30Car le projet bio-sociologique, la pragmatique, la psychologie sociale et le cognitivisme ne sont que des moyens de classer la pensée et de faire l’impasse sur la diversité de l’humanité, ainsi réduite à des composantes psycho-biologiques ; et l’ethnologie perd son objet. Le cotexte, le contexte, la coopération... oui, tout cela influence le récit, mais un mythe reste un mythe quel que soit son contexte, et si sa force et sa valeur dans la société elle-même sont fonction, par exemple chez les Moken, de la langue (profane ou sacrée, malais ou moken, etc.), du lieu (île ou continent), du moment (le jour ou la nuit), de l’interaction (présence d’un individu qui reçoit la parole ou non), du mode (chanté ou parlé), son efficacité symbolique demeure identique. Les notions de temps peu marquées (le terme mola indique tout ce qui a plus de deux jours ; les espaces-temps sont linéaires et le passé et l’avenir des réalités conviviales) empêchent la soi-disant « profondeur » ; l’absence de sujet dérange (qui parle à qui ? On est toujours dans le doute) ; tout cela rend difficilement lisible un texte moken, mais le contexte et la connaissance de la société permettent de résoudre les énigmes posées par un texte oral ésotérique où plusieurs significations peuvent coexister.

31La force du récit mythique explique sa facilité de mémorisation. Il est secret, caché, l’apprenti le sait et se concentre en fonction de ce défi et de sa responsabilité. L’objet de la sociolinguistique est plus clair : barrières sociologiques, hiérarchie, niveau social, toutes notions manipulées par les sciences humaines...
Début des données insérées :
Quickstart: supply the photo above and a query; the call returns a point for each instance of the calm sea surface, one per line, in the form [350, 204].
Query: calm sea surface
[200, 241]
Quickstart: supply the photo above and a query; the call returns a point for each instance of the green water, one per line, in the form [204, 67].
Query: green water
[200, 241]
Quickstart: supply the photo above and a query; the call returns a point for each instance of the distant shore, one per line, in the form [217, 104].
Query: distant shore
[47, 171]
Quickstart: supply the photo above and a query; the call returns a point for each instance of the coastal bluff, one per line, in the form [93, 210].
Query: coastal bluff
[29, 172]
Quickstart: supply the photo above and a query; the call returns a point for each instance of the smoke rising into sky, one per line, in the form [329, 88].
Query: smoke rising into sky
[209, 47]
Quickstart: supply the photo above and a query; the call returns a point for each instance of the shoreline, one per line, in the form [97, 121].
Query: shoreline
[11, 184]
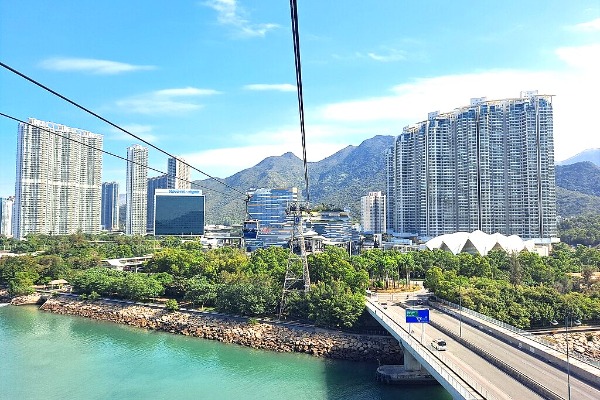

32On lira avec attention les pages consacrées aux approches cognitives évidemment nées aux États-Unis ; classifications, organisations, catégories, toutes obsessions des Blancs. Et les auteurs ont bien explicité ce point (p. 166)

« Mais les modèles proposés représentent-ils vraiment le savoir des Trobriandais ou des Hanunoo, ou correspondent-ils plutôt à une représentation formelle capable, parmi d’autres, de produire un système de classification terminologique équivalent à celui qui est observé ? »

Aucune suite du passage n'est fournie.